B. Therapy went super well. My therapist is extremely nice and he said he thinks he can help me, God knows it's awful fun to see them try.
C. I'm so...SO glad that you came to see me today. I really hate it when people bail on plans and so far you're doing super well on the follow through. We've pretty much planned that we'll see each other most Thursdays from now on, which will be truly amazing. You're the best thing I've ever had going for me, whether you believe it or not. Oddly enough, as much as I FUCKING LOVE our physical relationship, it's really comfortable just seeing a movie and talking for hours, without me thinking that I HAVE to put out or you won't come back.
You even brought up Valentine's Day. You're fucking perfect. I didn't even think of that, let alone let myself get too carried away with thinking about the future.
You also mentioned hoping to be promoted to boyfriend status? You should know by now that you'll have to ask me or else I will COMPLETELY blame myself if this falls apart; my thought pattern, however irrational, will go something like this 'Well, I guess I forced him into it.' - 'I will never ever try, to make any kind of move, ever again.' And I really don't want it to go like that. SO FUCKING ASK ME. We both know I'll say yes in a split second. Just ask, please. It doesn't have to be now, or even generally soon, but please just ask. You're probably the best and worse thing to ever happen to me; but honestly? I rarely think about the negative side effects now, which is completely and utterly new and completely and utterly scary.
You're wonderful.
You may be the death of me, but with how I've been doing recently that may very well be a good thing.
Please ask me, dear.
Fucking woo me.
You do it so well.
D. (Moved from serious(ish) blog to here.
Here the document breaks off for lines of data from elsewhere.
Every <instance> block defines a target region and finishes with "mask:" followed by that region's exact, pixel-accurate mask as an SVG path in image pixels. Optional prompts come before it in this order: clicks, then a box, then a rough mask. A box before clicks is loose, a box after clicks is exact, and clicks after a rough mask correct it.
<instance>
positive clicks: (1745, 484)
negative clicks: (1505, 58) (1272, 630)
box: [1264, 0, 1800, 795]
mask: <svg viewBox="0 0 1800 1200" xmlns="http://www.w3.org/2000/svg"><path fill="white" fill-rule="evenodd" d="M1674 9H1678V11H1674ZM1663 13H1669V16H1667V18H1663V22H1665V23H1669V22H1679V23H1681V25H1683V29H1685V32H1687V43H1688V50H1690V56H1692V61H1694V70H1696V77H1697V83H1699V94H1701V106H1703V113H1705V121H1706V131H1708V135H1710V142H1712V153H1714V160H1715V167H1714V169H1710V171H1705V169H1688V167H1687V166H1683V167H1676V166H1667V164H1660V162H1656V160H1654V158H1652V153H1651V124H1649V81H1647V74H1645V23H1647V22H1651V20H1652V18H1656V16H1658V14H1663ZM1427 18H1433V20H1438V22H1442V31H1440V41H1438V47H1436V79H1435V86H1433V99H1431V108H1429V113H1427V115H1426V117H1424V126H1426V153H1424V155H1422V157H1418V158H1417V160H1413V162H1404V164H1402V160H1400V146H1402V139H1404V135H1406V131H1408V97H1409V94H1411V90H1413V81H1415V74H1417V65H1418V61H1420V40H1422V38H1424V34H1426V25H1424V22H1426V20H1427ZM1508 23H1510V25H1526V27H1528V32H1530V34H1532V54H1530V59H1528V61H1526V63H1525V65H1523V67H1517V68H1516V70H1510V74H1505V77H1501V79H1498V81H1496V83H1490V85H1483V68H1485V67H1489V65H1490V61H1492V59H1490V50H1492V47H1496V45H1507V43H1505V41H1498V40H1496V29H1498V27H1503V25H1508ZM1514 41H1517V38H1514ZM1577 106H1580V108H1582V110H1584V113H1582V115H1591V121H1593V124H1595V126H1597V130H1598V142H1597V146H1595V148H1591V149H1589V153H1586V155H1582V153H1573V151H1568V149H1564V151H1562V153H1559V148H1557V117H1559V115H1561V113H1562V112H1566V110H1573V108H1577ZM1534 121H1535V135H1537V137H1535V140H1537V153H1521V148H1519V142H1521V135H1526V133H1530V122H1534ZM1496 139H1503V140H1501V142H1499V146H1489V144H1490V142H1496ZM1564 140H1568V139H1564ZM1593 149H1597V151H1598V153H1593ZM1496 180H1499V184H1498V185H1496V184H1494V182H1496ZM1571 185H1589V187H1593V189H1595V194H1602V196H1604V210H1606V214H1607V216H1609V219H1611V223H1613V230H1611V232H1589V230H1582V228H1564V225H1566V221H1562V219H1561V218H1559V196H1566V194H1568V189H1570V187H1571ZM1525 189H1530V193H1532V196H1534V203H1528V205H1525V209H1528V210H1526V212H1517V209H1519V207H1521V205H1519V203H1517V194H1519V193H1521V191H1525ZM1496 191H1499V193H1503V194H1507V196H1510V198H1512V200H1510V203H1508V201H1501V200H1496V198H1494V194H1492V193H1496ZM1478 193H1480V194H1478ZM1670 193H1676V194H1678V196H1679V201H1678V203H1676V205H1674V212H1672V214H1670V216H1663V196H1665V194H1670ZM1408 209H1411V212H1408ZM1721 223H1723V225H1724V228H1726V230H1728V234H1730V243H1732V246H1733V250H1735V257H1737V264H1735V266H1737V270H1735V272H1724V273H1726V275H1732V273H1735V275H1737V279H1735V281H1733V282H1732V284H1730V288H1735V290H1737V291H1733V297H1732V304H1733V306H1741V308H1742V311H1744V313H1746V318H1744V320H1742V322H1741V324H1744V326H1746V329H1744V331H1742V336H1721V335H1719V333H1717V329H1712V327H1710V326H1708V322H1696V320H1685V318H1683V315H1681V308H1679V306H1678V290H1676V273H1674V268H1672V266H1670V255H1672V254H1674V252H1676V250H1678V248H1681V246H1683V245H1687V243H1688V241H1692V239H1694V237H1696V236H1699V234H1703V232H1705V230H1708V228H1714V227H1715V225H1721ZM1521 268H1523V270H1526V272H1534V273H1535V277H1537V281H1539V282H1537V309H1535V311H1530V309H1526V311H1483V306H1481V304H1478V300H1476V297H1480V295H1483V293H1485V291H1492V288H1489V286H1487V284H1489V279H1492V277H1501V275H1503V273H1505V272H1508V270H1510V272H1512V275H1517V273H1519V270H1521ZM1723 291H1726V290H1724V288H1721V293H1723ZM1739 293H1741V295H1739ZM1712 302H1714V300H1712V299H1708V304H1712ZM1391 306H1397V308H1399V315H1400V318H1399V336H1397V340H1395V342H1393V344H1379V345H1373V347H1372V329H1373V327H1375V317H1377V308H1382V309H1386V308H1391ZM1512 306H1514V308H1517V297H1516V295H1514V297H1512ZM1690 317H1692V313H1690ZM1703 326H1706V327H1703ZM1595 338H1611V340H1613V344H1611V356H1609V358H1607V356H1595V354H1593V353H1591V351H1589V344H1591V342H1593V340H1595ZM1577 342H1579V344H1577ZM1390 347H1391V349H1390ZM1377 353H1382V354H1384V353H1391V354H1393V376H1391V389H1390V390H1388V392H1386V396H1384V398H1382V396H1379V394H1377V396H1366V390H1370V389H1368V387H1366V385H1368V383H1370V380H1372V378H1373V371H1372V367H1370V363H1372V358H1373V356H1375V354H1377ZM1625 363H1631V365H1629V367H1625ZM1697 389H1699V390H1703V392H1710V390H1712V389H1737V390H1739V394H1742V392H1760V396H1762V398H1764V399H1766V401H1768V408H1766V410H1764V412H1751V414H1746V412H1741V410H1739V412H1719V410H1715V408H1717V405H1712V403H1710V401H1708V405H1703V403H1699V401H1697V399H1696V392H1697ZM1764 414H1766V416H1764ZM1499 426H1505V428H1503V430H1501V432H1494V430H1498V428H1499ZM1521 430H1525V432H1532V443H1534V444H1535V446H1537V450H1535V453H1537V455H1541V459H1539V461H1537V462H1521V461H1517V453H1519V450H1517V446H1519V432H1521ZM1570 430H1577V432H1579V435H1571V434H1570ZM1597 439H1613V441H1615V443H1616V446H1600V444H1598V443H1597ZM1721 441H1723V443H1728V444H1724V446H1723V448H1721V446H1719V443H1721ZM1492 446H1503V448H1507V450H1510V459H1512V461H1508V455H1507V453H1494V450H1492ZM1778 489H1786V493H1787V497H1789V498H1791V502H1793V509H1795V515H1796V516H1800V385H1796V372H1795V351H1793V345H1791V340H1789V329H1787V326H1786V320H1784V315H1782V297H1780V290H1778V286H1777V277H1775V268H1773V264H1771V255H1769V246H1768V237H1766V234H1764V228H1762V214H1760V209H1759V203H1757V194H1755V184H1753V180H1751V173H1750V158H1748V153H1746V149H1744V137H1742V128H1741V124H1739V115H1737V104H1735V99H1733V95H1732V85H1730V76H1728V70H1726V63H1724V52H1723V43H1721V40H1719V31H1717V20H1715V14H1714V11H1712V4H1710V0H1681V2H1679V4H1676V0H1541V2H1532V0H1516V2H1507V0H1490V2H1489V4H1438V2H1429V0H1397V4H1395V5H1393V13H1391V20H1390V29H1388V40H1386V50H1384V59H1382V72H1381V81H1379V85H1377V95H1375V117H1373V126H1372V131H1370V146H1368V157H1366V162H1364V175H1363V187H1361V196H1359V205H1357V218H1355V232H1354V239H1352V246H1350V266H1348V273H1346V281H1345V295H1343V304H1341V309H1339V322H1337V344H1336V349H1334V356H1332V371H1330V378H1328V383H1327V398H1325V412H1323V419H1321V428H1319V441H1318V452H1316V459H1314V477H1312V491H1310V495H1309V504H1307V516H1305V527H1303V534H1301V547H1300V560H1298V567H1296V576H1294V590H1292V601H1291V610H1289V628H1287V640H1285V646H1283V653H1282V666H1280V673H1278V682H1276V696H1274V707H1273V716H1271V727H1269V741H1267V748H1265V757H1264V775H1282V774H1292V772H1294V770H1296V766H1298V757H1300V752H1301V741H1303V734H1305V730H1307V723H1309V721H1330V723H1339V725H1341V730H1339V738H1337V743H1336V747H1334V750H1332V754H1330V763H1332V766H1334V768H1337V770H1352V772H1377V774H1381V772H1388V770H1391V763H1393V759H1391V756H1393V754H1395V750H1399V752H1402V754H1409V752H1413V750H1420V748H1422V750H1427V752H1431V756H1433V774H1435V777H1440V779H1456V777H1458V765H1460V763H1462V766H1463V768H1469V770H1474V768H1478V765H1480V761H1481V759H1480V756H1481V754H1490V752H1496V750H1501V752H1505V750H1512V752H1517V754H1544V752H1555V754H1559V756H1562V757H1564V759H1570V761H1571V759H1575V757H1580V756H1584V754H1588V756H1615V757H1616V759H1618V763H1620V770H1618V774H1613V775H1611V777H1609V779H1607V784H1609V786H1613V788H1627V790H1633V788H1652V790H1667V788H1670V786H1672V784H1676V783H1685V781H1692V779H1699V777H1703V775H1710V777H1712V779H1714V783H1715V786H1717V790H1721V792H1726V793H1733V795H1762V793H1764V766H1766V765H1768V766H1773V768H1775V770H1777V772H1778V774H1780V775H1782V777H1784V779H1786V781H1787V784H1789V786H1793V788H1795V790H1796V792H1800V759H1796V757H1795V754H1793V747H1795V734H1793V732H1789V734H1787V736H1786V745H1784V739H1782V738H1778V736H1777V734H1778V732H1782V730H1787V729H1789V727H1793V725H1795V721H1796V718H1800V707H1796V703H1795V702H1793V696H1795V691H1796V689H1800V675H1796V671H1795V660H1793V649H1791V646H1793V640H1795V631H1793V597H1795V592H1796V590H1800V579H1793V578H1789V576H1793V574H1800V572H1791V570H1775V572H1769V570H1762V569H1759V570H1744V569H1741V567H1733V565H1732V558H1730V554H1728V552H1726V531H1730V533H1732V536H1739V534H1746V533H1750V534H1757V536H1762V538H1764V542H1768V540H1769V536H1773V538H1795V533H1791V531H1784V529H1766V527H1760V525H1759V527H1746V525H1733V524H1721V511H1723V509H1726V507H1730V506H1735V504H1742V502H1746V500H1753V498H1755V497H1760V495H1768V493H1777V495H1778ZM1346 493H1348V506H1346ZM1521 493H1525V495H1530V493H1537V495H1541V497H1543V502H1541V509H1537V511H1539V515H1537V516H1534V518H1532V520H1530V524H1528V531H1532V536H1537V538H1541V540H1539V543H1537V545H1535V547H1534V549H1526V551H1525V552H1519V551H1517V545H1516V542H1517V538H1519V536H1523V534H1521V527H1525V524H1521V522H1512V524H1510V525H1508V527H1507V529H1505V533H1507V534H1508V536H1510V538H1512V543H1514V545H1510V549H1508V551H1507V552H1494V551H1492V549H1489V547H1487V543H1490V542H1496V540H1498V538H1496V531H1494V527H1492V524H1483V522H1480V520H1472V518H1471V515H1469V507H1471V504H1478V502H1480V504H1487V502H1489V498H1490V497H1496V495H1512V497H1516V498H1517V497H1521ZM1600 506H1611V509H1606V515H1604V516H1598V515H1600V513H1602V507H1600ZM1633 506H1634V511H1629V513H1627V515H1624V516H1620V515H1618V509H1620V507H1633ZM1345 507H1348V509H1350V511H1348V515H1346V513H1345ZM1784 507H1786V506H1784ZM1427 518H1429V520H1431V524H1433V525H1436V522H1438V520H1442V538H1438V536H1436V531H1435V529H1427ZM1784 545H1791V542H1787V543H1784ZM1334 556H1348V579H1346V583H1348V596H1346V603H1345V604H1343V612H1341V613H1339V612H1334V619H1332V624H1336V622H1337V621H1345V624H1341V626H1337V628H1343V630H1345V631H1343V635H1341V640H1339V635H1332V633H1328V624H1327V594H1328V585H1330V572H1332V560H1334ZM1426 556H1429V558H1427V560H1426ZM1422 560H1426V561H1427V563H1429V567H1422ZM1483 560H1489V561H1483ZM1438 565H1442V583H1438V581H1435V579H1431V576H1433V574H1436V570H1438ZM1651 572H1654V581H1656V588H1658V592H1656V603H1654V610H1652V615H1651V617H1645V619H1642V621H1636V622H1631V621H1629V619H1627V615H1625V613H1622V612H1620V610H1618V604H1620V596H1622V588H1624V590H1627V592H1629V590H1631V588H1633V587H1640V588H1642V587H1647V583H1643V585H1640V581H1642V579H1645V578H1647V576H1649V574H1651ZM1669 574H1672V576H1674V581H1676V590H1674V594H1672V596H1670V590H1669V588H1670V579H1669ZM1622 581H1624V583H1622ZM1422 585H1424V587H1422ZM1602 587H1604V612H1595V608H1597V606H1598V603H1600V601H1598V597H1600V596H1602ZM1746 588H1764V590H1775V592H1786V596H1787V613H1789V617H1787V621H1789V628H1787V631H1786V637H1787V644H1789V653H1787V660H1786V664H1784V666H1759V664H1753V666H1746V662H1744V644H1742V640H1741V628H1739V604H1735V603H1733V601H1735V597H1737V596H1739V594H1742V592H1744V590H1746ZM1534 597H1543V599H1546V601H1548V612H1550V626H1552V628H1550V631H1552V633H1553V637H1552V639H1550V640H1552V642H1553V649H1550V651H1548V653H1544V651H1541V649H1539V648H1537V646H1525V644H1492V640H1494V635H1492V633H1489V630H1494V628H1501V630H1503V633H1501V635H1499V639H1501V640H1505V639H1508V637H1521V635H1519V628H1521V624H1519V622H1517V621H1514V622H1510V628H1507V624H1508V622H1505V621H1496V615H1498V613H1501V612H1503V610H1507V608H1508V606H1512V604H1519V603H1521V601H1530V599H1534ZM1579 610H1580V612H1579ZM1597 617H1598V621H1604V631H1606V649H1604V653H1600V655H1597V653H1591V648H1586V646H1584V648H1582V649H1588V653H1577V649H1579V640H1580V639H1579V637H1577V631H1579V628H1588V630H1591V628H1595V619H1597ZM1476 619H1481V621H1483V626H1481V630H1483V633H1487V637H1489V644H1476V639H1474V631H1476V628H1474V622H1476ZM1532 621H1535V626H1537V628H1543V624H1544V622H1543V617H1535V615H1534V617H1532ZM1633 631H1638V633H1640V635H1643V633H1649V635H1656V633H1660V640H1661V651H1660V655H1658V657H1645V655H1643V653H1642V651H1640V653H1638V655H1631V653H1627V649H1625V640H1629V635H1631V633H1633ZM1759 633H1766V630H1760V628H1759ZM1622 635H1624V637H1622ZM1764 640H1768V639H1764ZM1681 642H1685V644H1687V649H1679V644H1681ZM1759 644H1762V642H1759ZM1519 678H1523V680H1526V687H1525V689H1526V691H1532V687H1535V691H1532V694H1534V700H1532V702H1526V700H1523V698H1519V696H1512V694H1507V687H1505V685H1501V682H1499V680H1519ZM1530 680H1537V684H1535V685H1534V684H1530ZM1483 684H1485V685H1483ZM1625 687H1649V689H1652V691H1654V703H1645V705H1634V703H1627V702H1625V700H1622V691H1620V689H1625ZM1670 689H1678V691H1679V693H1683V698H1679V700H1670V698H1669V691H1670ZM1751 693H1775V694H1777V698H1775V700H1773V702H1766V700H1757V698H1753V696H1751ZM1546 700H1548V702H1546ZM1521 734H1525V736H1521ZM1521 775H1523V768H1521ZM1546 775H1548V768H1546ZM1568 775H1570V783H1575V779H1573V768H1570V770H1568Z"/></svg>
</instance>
C. I don't know if I told you all, but my mum and my sister both know that I cut.
God, I fucking fail.
Mum brought it up Saturday night, we were sitting in the living room and she asked if I felt okay and everything, because Tuesday I had the worst lowest of low emotional dives I've ever experienced; read the blog below. After that I pretty much questioned all of reality. Anyway, she was trying to describe to me how scared she gets for me so she put it this way, "Hey Jamie, sometimes I get really depressed and I just feel completely suicidal. Like, I want to kill myself and just leave everything behind."
.....
For a minute I didn't realize she was being hypothetical, she said it as if it was something she had wanted to admit to another living person for her entire life, but couldn't until that very moment, but couldn't until the listener had no comeback and was able to believe she was speaking speculatively.
Do you know how scary it is to hear that from your mother, whether it's suppositional or not?
Scary as all hell.
I almost didn't want to leave her, but I knew I had to, how else would I keep my mind off of everything?